At the end of the course, students will be able to follow the twisting paths of 20th century hermeneutics with greater awareness and agility, thus enhancing their knowledge of contemporary philosophical debate. They will have the capacity to autonomously comprehend texts and subjects addressed during the course, to employ a proper philosophical terminology, to communicate philosophical topics with specialists and non-specialists, and the ability to to continue studies at a MA level.
Prerequisites and basic notions
No prerequisites are required.
Program
Orosemiotics and hermeneutic of catastrophe.
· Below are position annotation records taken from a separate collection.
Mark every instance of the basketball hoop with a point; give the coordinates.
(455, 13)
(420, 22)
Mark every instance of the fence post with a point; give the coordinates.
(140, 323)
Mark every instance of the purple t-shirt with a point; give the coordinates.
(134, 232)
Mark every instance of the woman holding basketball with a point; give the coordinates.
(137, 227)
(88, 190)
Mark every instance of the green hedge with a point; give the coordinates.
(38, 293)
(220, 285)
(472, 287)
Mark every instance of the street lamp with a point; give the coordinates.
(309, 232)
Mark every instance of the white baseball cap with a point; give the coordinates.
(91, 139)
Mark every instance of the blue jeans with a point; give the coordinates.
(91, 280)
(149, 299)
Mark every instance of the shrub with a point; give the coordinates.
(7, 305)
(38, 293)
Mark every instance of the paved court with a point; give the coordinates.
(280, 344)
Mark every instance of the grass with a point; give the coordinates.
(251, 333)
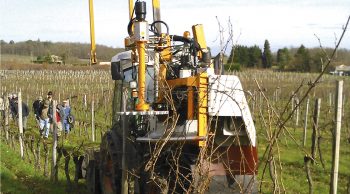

This year's course will be devoted to some new frontiers of semiotic and hermeneutic thought that can be gathered under the name of "orosemiotics" or "boundary semiotics". The programme will develop from an analysis of the notion of "boundary [boundary]" as it was formalised by the father of contemporary semiotics, Charles Sanders Peirce, subsequently discussing the revival of this notion by the Italian philosopher Giovanni Maddalena and the Colombian mathematician Fernando Zalamea. In the second part of the course, the similarities between the previously discussed notion of 'orosemiotics' and the 'catastrophe theory' developed in the 1950s and 1960s by the great French mathematician and philosopher René Thom will be highlighted. Thom suggested employing the topological theory of dynamical systems to model the discontinuous changes that occur with a certain frequency in natural phenomena, but also in phenomena relating to semiosis and meaning, devoting particular attention to the concept of 'boundary'.
The bibliography is purely indicative, the pages to be studied for each text will be indicated in class; some texts are optional.
- G. Maddalena, F. Zalamea, A New Analytic/Synthetic/Horotic Paradigm. From Mathematical Gesture to Synthetic/Horotic Reasoning, 2009 (article).
- G. Maddalena, Philosophy of Gesture, Carocci, 2021.
- G. Maddalena, The philosophy of gesture : completing pragmatists' incomplete revolution, 2015.
Bibliography
Didactic methods
The course will be developed through lectures in which the texts under study will be commented on directly. Peircian theories will also be considered from "case studies" to show the operational and applicative potential of catastrophe theory and orosemiotics. For attending students, in addition to the texts indicated in the bibliography, active and participative attendance at the lectures is to be considered an integral part of the course.
Learning assessment procedures
For all students, both those attending and those not attending, the test will consist of an oral examination covering the entire programme. Alternatively, it is possible to take the examination through the discussion of a 25,000-word paper, to be handed in at least one week before the chosen roll call; the topic of the paper must be discussed in advance with the lecturer.
Non-attending students are invited to arrange a reception with the lecturer for an orientation interview in view of the examination.
Evaluation criteria
To pass the examination, students must demonstrate that they:
- possess sufficient mastery of the themes, conceptual tools, and reflective paths presented by the texts in the examination bibliography;
- possess the ability to retrace and rework the texts in the bibliography in a sufficiently rigorous and subjective manner.
Criteria for the composition of the final grade
The final mark in the oral test will be expressed in thirtieths.